I have tried using schedule
and reduction
when starting the parallel region which didn't do much. I have also tried with 8 or 4 threads, which also didn't help. Plus a range of system sizes (to check if the speedup 'kicked in' once the overhead was worth it - it has not) and compiler optimizations.
Timing reveals that one of my four MPI processes is taking a very long time through this section which is slowing down the whole simulation as they need to wait at the end of each time-step before going to the next. The work is quite evenly distributed so none of the processes should take longer.
Code snippet (roughly copied, but have made some aspects pseudo as their details are unimportant):
double calc_1 = omp_get_wtime();
#pragma omp parallel for num_threads(4) private(distances, particle_one)

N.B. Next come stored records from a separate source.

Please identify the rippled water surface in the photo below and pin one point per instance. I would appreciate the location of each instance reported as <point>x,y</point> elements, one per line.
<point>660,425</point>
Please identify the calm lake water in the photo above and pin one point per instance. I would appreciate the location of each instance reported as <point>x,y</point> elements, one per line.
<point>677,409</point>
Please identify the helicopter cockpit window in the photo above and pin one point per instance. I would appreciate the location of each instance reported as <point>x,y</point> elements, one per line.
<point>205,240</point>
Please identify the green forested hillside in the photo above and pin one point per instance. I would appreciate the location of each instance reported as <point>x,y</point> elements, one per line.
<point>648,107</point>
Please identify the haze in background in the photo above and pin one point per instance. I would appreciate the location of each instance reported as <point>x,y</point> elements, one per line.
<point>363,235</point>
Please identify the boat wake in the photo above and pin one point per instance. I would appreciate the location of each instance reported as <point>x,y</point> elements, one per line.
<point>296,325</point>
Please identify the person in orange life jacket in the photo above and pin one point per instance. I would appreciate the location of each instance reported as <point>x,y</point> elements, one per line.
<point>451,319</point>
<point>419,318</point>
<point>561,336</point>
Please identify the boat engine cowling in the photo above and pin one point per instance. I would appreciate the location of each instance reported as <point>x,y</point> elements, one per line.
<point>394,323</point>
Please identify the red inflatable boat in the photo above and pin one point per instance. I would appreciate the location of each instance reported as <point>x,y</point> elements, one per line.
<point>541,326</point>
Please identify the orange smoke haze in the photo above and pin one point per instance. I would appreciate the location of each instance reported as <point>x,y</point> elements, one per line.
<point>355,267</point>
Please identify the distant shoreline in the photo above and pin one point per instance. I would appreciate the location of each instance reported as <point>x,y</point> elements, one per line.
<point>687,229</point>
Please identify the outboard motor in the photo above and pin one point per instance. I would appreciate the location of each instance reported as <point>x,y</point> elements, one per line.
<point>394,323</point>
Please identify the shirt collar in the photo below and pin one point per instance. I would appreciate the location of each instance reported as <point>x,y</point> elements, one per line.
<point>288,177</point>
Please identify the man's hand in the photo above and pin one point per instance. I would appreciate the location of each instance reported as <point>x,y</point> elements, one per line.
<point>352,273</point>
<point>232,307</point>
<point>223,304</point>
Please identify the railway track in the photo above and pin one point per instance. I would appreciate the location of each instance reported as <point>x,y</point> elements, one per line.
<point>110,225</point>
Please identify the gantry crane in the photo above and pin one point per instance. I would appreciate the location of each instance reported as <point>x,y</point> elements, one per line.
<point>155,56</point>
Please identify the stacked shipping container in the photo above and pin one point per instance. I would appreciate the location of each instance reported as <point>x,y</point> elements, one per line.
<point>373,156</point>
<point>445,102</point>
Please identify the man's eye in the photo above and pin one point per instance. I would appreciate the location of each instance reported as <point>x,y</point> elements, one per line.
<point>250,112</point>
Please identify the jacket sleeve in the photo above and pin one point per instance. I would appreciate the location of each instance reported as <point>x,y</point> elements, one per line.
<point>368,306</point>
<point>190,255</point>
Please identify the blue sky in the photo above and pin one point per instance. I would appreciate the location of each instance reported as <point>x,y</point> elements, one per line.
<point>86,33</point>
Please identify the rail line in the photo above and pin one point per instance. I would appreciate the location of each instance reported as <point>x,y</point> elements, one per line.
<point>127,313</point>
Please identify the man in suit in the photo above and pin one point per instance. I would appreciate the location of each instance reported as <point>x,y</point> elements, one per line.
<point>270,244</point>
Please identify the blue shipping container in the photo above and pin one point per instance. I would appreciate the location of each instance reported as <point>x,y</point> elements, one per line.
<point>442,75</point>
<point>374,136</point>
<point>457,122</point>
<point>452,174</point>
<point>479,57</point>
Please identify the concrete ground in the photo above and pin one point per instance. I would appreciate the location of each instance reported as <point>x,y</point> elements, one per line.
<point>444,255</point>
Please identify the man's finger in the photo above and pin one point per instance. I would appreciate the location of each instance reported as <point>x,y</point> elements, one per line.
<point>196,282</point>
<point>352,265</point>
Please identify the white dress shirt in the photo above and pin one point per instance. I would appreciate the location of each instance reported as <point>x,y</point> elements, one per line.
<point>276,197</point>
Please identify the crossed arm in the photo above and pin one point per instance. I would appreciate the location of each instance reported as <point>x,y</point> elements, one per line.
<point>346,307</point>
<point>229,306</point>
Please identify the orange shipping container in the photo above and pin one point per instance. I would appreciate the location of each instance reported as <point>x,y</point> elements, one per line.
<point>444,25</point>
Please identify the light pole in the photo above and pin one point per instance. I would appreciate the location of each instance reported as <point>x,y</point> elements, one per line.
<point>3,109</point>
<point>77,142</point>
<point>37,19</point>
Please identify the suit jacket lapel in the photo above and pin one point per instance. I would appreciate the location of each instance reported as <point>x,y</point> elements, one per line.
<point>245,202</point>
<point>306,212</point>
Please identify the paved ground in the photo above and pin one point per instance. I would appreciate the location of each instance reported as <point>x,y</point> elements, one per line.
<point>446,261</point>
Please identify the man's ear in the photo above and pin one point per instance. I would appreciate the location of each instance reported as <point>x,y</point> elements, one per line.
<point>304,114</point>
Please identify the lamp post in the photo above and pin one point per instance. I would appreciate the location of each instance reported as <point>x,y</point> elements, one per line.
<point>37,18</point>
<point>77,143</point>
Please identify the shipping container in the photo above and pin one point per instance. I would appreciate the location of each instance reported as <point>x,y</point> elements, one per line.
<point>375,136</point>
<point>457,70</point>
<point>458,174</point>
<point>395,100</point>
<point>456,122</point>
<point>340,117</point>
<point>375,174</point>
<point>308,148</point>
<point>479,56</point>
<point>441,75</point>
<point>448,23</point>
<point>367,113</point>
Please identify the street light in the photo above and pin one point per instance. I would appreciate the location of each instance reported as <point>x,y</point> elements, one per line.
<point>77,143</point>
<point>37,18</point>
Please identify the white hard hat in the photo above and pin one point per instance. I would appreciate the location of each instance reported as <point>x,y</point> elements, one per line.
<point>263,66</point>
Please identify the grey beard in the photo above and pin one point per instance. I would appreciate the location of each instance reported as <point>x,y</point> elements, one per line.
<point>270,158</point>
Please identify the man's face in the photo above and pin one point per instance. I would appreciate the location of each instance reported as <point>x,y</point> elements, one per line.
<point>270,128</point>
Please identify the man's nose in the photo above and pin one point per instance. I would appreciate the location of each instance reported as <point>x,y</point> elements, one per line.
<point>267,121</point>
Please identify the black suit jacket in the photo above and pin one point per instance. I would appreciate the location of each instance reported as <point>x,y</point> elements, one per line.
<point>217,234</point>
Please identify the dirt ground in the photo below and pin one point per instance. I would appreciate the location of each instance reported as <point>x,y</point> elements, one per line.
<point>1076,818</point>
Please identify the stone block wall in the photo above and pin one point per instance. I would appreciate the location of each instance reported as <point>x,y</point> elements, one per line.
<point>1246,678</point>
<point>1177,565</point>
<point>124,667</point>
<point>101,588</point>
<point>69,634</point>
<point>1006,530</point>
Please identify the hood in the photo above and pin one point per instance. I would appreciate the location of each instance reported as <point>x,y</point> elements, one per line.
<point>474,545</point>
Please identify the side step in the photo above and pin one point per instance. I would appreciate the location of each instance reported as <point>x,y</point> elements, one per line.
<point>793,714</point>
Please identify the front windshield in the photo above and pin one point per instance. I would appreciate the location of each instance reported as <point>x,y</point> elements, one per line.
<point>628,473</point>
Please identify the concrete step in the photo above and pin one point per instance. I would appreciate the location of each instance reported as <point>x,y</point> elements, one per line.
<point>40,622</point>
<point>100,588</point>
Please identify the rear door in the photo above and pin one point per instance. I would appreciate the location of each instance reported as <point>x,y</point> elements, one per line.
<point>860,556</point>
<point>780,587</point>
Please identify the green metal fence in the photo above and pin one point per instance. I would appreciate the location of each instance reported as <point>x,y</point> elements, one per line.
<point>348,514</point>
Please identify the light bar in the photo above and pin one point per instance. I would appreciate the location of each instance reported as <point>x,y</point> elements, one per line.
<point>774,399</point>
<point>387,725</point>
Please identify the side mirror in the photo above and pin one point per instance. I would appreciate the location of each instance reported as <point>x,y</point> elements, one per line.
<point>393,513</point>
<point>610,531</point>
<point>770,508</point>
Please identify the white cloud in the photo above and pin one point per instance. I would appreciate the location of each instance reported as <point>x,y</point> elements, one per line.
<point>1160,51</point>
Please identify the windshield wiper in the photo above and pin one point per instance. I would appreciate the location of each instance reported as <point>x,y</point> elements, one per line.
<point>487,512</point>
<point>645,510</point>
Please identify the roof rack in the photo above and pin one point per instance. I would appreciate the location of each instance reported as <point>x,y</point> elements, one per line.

for (int p = 0; p < myNumParticles; p = p + 2){
//Particle* particle_iter = &particles[0];
// printf("p%d: I am thread %d\n", my_rank, omp_get_thread_num());
// fflush(stdout);
double force_x = 0;
double force_y = 0;
particle_one[0] = positions[p];
particle_one[1] = positions[p+1];
//#pragma omp parallel shared(force_x, force_y)
// {
if (particle_one real){
// for (int i = 0; i < (myNumParticles-8); i = i + 8){
//#pragma omp parallel for private(distances)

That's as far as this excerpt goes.